Prompt injection remains the top entry on the OWASP Top 10 for LLM Applications (LLM01), and most production guardrails fall into two camps: heavy model-based classifiers that add latency and still miss novel phrasings, or brittle string filters. PPA sits in a third category — a cheap structural defense that doesn’t depend on recognizing the content of an attack, only on denying the attacker knowledge of the prompt’s layout.

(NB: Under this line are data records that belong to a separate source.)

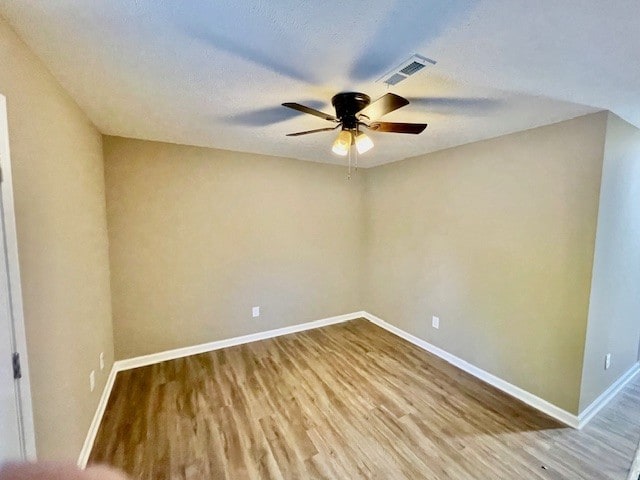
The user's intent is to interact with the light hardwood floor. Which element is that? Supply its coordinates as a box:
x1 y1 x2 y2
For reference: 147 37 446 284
90 320 640 480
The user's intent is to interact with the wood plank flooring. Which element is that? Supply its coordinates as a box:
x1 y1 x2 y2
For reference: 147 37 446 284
90 320 640 480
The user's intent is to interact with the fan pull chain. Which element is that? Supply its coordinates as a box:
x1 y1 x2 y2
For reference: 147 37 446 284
356 142 358 172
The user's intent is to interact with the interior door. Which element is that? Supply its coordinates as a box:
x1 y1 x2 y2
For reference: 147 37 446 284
0 183 24 463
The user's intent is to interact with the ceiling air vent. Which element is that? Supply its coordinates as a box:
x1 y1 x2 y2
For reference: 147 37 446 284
378 54 436 85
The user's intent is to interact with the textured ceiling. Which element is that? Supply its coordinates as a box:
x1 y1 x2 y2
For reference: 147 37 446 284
0 0 640 166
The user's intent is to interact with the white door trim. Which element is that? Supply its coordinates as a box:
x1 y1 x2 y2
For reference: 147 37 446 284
0 94 36 460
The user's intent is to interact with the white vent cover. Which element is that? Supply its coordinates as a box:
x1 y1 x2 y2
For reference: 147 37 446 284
378 53 436 85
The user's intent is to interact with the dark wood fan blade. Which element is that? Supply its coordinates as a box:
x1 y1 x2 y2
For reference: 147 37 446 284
369 122 427 135
287 125 340 137
282 102 338 122
358 93 409 120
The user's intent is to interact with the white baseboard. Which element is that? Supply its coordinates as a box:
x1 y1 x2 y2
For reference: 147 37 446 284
116 312 365 371
78 312 366 468
78 311 640 468
364 312 580 428
78 363 118 468
578 362 640 428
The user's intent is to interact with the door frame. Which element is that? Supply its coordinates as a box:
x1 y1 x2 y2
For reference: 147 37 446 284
0 94 36 461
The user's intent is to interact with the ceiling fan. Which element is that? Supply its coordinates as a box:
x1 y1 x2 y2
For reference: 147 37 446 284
282 92 427 156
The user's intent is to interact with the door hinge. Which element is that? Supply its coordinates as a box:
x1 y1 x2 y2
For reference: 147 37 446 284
12 352 22 380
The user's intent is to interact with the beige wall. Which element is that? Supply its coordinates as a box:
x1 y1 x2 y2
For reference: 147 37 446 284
580 113 640 411
363 113 607 413
104 137 363 358
0 18 113 461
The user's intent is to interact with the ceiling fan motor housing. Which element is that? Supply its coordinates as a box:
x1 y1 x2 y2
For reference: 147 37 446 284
331 92 371 130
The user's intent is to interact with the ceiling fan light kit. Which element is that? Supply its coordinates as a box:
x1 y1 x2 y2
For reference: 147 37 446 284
282 92 427 169
331 130 351 157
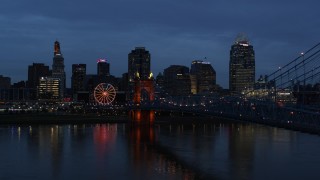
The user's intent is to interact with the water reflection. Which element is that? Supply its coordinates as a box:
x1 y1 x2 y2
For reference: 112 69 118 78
93 124 117 158
0 121 320 179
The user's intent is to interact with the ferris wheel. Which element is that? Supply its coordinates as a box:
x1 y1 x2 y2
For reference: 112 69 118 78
93 83 116 105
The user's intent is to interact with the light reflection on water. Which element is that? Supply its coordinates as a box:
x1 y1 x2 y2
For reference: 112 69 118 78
0 122 320 179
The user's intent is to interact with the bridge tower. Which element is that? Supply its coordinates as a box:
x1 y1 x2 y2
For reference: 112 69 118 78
130 73 155 124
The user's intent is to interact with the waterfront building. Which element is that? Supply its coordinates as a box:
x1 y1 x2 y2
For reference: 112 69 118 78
229 35 255 93
52 41 66 97
38 77 62 100
190 60 216 94
128 47 151 83
71 64 87 99
0 75 11 89
163 65 191 96
27 63 50 89
97 59 110 76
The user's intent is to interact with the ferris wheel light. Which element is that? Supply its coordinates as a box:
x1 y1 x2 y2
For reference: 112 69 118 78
93 83 116 105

The dynamic-separator result matters because it shows this category has a clean engineering knob. Moving from a static pool to per-request derivation is a small code change with a measurable, repeatable security gain and microsecond-scale cost. For teams already assembling prompts from templates, this is the kind of mitigation that ships in an afternoon rather than a quarter — and it composes with, rather than replaces, classifiers and capability sandboxing.

Defenses

If you build LLM applications and want to apply the lesson:

Treat the prompt boundary as a secret, per request. Whatever scheme you use to separate system instructions from untrusted input, do not reuse a fixed set of delimiters. Derive them per request from unpredictable material (a nonce plus session and timestamp), so a single leak cannot be replayed.
Use domain separation in the derivation. A domain tag in the hash input prevents a separator generated for one context from being valid in another — the same hygiene used in cryptographic key derivation.
Keep delimiters out of model-visible reflection paths. Strip or neutralize any echo of the current separators in tool outputs and model responses before they re-enter a prompt, to shrink the leak surface in the first place.
Layer, don’t substitute. Structural randomization is a force multiplier, not a guarantee — a 0.38 residual ASR is still real. Combine it with input/output filtering, least-privilege tool scopes, and the lethal-trifecta discipline of not granting untrusted-input handlers both private-data access and exfiltration paths.
Measure with confidence intervals. The paper’s use of Wilson intervals over raw ASR percentages is a good habit. When you A/B a guardrail, report uncertainty so a noisy 5-point move isn’t mistaken for a real one.

Status

Item	Reference	Date	Notes
Polymorphic Prompt Assembling (PPA)	arXiv:2506.05739	2025-06	Original defense; static separator pool
Dynamic Separator Generation	arXiv:2605.30534	2026-05-28	Per-request SHA-256 separators; fixes blast radius
Evaluation models	per paper	2026-05	Llama-3.3-70B-Instruct-Turbo; DeepSeek-V4-Flash (cross-model)
Reported effect	per paper	2026-05	M1 payload ASR 0.88 → 0.38; leak rate 0.467 → 0.000
Overhead	per paper	2026-05	~2.7 µs/request; no fine-tuning; backward-compatible SDK

The takeaway is not “prompt injection is solved.” It is that a known structural defense had a reusable-secret bug, someone closed it with a per-request derivation, and the published numbers say the fix is cheap and measurable. That is exactly the kind of incremental hardening defenders should be reading the literature for.